On average, workers were willing to accept a salary reduction of £8,100 per annum to take up a greener role and again, the numbers were driven by age.
Interestingly, millennials were willing to take the greatest hit, suggesting they would drop their salaries by an average of £11,400, which is three times the amount (£3,800) that Gen X – those aged 38-54 – would be willing to take.
As many as 6 in 10 of all UK workers now actively investigate a potential employer’s environmental impact as part of their job application process, with another significant jump (rising to 72%) when applied to the millennial workforce.
Lynn Cahillane, Head of Marketing at Totaljobs, said, “Our research demonstrates just how important environmental concerns are to the UK workforce and how they expect their employers to contribute towards stopping the climate crisis. For employers, this presents a unique challenge, but also an opportunity.
“With a widely reported skills shortage, employers have the opportunity to showcase a clear commitment to reducing carbon emissions and help tackle the climate crisis.
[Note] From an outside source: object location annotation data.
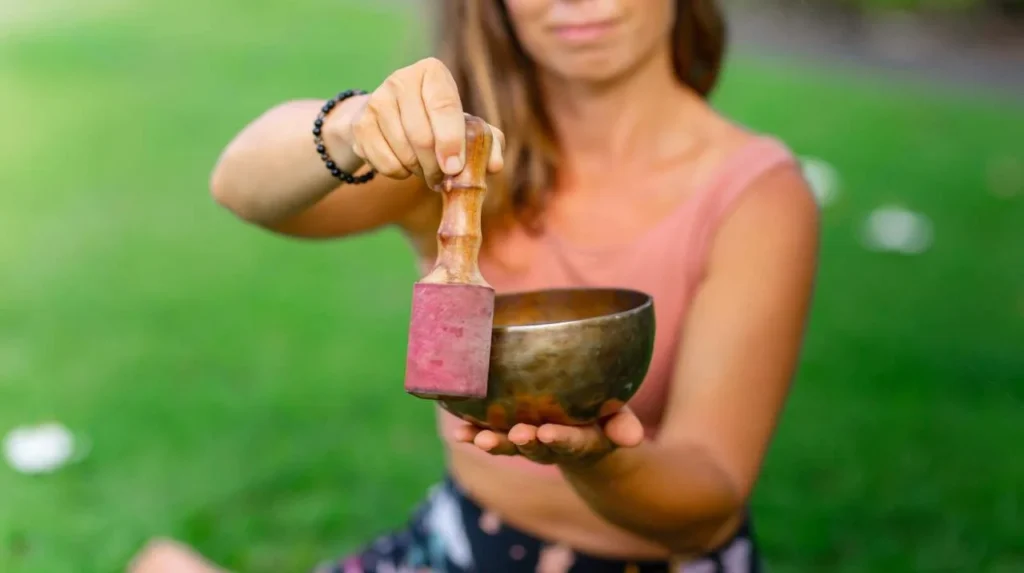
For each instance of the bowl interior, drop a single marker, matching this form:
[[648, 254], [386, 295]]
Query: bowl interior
[[563, 305]]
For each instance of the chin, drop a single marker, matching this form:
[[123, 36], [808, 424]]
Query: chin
[[594, 70]]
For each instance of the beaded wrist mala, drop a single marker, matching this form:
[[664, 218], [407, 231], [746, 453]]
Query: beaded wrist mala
[[322, 149]]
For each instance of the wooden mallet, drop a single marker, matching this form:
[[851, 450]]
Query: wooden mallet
[[453, 306]]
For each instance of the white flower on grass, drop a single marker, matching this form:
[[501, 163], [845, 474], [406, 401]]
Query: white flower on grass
[[39, 449], [898, 230], [822, 178]]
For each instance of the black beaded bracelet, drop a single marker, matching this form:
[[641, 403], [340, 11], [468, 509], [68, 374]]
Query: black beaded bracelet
[[322, 149]]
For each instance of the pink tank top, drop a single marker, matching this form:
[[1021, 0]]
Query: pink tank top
[[666, 262]]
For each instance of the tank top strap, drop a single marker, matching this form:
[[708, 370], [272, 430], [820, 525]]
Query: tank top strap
[[724, 189]]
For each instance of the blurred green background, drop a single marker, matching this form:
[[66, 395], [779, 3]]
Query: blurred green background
[[243, 392]]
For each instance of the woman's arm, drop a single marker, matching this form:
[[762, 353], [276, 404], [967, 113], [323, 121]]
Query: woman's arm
[[738, 353], [411, 129], [270, 175]]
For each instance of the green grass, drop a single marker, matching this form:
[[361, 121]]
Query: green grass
[[243, 392]]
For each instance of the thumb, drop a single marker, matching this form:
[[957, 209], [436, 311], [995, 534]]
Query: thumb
[[624, 429]]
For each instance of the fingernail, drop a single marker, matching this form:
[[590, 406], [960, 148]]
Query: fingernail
[[453, 165]]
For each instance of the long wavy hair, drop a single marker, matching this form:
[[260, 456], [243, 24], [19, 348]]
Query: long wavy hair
[[499, 82]]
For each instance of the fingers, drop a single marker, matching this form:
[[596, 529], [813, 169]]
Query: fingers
[[440, 98], [524, 438], [371, 142], [624, 429], [420, 135], [573, 442], [495, 443]]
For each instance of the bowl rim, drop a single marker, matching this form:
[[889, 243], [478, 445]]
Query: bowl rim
[[647, 303]]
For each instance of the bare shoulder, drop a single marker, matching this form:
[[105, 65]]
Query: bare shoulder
[[775, 222]]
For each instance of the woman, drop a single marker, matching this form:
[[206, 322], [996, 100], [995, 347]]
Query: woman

A step, which could make the difference in attracting the UK’s most sought-after workers.
“As well as its growing role in attracting talent, companies also need to address their practices to ensure they are retaining staff too. The findings tell us that people are prepared to leave their job for a greener role, so businesses that can’t communicate their environmental record could potentially suffer. On the whole, UK decision-makers are confident they have the right plans in place, but with one in ten confessing that they ‘would not know where to start’ – there is still room for greater education.”